Yes and no. Conceptually, yes. However, it is known that an FLRW model
is a good description of our Universe, and that would still be the case
even if the big picture were different.
> It might also do away with FLRW's need for dark energy. GR predicts
> that, since we are closer to this expanding side of the previous "big
> bang," we would be dragged (accelerated) along its line of motion by the
> Lense-Thirring effect, thus explaining dark energy.
Does that explanation work quantitatively?
I always wonder why people think that they have to explain dark energy.

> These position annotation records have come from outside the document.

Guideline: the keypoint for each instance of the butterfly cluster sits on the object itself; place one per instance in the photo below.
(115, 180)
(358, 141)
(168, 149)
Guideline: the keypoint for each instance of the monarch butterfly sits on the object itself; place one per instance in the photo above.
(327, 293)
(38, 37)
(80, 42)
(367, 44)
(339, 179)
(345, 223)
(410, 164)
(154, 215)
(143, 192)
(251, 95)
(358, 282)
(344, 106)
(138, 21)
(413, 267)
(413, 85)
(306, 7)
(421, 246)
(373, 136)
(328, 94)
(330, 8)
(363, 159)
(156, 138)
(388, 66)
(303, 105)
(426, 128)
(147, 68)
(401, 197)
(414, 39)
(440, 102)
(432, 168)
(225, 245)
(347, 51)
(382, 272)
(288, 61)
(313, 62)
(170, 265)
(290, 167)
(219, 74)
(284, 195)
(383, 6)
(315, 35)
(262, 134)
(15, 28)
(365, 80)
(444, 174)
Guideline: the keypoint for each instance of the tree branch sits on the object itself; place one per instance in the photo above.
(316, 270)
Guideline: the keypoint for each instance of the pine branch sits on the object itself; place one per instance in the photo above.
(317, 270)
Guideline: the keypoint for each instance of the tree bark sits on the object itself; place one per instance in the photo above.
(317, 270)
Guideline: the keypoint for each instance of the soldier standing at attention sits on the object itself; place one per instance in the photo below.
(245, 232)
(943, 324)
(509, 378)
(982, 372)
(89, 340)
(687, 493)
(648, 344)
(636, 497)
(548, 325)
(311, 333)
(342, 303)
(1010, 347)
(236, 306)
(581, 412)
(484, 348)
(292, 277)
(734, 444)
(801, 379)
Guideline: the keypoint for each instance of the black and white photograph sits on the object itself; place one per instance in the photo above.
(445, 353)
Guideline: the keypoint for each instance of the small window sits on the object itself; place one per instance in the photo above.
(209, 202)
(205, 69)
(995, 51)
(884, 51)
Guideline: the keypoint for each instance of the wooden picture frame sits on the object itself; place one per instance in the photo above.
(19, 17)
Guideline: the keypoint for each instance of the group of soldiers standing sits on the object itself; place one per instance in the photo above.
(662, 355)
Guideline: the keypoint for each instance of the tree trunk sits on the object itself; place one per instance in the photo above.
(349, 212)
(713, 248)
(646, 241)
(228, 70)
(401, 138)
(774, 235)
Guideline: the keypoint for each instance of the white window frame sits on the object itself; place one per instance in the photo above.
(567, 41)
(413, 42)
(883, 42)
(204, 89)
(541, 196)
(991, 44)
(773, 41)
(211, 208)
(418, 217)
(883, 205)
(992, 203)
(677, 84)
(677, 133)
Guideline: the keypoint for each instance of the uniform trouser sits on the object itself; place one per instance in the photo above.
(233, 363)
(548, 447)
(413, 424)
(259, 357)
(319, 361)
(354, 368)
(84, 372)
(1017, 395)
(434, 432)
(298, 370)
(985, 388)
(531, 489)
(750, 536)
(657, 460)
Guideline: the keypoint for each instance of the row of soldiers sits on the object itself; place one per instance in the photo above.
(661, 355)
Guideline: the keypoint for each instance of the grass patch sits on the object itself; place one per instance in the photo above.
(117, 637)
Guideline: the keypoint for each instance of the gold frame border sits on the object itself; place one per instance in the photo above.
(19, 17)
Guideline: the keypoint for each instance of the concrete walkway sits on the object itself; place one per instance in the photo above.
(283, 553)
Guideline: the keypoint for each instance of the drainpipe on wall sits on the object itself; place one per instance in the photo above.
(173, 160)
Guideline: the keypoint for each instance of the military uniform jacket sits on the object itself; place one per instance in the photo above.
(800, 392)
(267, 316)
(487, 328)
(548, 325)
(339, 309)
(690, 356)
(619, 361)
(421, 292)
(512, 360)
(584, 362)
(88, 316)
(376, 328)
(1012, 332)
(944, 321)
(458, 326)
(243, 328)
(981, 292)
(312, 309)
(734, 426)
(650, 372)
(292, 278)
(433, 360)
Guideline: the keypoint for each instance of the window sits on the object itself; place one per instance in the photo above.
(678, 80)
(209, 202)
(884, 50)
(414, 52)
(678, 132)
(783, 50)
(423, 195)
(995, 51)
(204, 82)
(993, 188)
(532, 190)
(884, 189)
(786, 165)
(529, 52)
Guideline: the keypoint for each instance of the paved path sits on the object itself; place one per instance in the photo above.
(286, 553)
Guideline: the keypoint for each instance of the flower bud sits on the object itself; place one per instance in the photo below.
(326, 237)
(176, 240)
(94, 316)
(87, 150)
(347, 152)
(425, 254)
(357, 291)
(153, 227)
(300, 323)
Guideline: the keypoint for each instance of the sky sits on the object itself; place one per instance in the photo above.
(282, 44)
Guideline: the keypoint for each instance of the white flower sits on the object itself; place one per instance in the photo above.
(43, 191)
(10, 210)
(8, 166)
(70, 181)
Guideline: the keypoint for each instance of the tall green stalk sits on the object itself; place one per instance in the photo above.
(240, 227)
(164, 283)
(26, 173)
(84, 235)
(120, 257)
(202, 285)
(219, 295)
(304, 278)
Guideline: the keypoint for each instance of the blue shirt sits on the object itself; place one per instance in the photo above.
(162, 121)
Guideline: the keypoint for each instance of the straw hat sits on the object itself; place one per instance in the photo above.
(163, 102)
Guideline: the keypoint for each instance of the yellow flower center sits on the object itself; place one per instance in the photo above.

GR has two physical constants, G and Lambda. Hardly anyone wants to
explain G in the same manner, i.e. explain why it is non-zero, calculate
its value from something else, and so on. That does not rule out that
dark energy might be something which behaves like the cosmological
constant (note that there is no evidence that dark energy---a more
general term---is anything more complicated that the cosmological
constant), but in that case one would have to explain why Lambda, the
"bare" cosmological constant, is zero. Usually if Nature has a degree
of freedom it is used and the absence of something like that, i.e. a
parameter being zero, implies a new symmetry, quantum number,
conservation law, etc., and the burden of proof is on those who make
> The ekpyrotic theory of Steinhardt, Khoury, Turok and Ovrut, suitably
> modified and verified, could do a GREAT deal of damage to our present
> cosmological model.
Suffice it to say that it has not (yet?) convinced the community.
Again, a modified version would have to make concrete, testable
predictions for it to be verified (in the sense that none of those
predictions rule it out).
> Whether this flight of fancy has any semblance of
> reality, I think FLRW is in trouble.
Why do you think that FLRW is in trouble?